Tulisan Asyari juga pernah membuat seorang politikus meradang. Gara-gara artikel ringannya, penulis ‘diundang’ ke kantor pusat institusi penegak hukum di Jakarta. Penulis dituduh menghina salah seorang ketua umum parpol.

Di halaman FB-nya, penulis mendapatkan ratusan apresiasi atas pencerahan yang ia uraikan di semua tulisannya. Sering pula ratusan bahkan ribuan pembaca membagikan (sharing) tulisan-tulisan yang dirasakan aktual, faktual, dan kontekstual.

Sejarah kewartawanan penulis cukup kaya dengan pengalaman. Beliau menyenangi profesi mulia ini sejak masih di sekolah menengan atas di pertengahan 1970-an. Ia serius mendalami jurnalistik dan tulis-menulis. Asyari kemudian bergabung ke satu surat kabar di Medan, mengurusi berita internasional. Dari sinilah penulis mendapatkan penghargaan UNCA (United Nations Correspondence Association) di markas besar Perseritakan Bangsa-Bangsa (PBB), New York City. Penghargaan itu membuat beliau mendapatkan kesempatan untuk magang di sana selama beberapa bulan pada 1987.

Dalam perjalanan pulang dari NYC ke Medan, pimpinan BBC Indonesia di London menawarkan posisi penyiar radio BBC. Ini terjadi ketika penulis mampir ke markas BBC. Tak lama kemudian, Asyari kembali lagi ke London (1988) untuk memulai penugasan baru itu. Sampai akhirnya penulis ditawari pula pensiun dini pada 2011.

Setahun kemudian (2012), penulis mencoba kembali menetap di Indonesia. Tepatnya di kota asal, Medan.
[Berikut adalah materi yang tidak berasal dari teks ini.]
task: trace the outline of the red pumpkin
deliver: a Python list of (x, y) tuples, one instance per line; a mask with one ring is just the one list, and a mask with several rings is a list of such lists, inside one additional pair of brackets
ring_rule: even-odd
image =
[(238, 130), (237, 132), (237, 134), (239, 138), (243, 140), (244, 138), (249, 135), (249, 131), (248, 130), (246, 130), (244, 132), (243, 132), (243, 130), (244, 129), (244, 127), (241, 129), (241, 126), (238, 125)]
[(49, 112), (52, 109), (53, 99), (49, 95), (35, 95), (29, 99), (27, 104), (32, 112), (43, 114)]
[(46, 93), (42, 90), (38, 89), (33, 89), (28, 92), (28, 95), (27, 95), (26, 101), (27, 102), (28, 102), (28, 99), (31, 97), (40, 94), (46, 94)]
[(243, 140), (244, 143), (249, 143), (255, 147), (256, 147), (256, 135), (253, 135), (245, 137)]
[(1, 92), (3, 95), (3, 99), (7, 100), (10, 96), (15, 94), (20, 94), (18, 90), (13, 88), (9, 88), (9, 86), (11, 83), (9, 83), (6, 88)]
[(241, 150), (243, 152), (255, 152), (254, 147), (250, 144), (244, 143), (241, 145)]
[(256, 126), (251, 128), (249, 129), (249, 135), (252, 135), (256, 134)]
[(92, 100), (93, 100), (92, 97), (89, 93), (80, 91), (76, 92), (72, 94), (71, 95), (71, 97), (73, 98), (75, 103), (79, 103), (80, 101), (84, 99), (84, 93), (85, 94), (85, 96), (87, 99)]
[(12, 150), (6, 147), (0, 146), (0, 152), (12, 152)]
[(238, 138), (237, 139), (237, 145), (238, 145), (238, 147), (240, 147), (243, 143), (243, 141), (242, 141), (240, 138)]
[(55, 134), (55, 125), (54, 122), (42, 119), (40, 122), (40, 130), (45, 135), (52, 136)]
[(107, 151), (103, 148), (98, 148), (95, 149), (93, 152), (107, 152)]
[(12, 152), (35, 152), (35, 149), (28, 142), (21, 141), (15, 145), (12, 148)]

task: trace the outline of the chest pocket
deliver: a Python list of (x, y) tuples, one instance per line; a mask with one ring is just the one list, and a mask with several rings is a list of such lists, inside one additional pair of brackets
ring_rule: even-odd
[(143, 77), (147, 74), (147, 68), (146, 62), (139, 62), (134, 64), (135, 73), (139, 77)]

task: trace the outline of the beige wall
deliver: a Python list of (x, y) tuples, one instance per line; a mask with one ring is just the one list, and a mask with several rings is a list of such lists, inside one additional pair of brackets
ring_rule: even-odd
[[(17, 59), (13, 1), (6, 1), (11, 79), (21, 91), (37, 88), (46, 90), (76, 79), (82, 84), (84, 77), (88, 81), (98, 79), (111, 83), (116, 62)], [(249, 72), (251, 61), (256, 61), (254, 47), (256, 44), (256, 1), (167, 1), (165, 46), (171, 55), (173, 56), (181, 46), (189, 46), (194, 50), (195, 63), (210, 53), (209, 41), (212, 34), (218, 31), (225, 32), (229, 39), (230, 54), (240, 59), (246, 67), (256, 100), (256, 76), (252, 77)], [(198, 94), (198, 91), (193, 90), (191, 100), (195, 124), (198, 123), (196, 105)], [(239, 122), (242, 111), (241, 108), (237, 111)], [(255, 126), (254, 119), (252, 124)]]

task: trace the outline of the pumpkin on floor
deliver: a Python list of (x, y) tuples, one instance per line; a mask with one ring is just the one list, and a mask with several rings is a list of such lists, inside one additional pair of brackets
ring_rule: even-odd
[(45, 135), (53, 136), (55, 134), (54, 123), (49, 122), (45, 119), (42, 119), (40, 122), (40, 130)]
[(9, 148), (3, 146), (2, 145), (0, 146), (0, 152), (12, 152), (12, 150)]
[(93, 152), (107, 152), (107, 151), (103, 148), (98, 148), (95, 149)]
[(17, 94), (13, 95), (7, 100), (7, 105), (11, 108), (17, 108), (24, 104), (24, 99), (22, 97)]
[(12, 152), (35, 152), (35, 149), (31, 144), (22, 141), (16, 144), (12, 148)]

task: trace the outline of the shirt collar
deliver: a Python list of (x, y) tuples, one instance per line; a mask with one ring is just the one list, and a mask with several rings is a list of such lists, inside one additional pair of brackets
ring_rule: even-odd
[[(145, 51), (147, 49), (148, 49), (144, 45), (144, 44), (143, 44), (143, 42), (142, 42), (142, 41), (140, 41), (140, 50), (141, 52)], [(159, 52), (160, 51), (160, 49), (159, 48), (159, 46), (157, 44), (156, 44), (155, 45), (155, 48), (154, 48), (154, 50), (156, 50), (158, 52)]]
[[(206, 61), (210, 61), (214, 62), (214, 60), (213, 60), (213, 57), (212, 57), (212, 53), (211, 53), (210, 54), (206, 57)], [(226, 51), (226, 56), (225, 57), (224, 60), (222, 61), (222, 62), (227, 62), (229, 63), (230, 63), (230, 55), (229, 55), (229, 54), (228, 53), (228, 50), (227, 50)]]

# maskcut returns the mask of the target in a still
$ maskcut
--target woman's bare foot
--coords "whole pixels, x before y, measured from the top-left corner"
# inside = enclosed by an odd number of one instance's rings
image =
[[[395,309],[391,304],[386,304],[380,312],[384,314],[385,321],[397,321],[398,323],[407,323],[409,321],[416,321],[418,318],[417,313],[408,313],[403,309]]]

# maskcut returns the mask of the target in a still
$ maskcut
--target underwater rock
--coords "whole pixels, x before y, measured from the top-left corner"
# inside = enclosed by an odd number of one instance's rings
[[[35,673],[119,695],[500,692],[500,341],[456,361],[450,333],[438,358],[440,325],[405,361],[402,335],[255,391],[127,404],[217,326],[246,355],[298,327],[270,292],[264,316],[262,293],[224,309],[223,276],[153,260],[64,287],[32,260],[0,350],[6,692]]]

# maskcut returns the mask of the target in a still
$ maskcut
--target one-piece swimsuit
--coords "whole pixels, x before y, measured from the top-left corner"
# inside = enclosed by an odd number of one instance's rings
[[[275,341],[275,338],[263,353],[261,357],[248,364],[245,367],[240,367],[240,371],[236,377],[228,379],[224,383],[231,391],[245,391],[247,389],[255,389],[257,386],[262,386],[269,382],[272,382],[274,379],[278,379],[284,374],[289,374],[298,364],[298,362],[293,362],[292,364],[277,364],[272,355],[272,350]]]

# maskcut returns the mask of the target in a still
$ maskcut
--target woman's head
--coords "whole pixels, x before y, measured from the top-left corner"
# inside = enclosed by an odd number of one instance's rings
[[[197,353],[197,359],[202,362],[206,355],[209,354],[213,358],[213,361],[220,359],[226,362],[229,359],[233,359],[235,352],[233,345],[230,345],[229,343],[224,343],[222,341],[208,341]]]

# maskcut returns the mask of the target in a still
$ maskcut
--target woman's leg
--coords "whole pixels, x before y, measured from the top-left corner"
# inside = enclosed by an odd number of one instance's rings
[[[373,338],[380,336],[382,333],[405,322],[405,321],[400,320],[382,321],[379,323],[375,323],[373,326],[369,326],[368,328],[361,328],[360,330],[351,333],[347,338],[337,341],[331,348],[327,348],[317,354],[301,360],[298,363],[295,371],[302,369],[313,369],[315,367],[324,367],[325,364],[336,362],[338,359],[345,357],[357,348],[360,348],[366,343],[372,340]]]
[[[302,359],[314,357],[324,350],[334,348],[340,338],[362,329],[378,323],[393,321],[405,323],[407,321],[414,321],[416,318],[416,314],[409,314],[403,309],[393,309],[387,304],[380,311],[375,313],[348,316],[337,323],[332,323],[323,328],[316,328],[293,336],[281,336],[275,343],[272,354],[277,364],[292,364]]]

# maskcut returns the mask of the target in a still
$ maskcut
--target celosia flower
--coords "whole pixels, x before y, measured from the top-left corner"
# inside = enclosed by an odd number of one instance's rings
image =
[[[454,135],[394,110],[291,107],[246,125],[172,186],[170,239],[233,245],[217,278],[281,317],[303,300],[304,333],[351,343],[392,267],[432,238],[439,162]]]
Mungkin karena masih merasa belum bisa pensiun, beliau pun mencoba karir baru yang sama sekali ‘tak nyambung’ dengan jurnalistik dan tulis-menulis. Namun, rupanya, jurnalistik dan tulis-menulis kelihatannya tak bisa lagi dijauhkan dari beliau.

Bisnis kecil-kecilan sana-sini terbukti tidak mampu menggeser semangat Asyari di dunia jurnalistik. Ketika hiruk-pikuk politik semakin menggelegar di Indonesia sejak akhir 2016, penulis kembali menyingsing lengan baju. Kembali ke ‘kubangan’ yang telah dihuninya selama hampir 40 tahun. Dia kembali mengaktifkan ‘mesin tulis’-nya. Sekaligus menekan tombol reaktivasi dunia kewartawanan dan tulis-menulis.

Pertarungan ‘benchmark’ pilkada di DKI dan kemudian dilanjutkan dengan pilpres 2019, membuat penulis hampir tak pernah jedah menuliskan analisis, perspektif politik dan ‘opini rakyat’. Patut dicontoh stamina penulis dalam menuangkan analisisnya hampir setiap hari.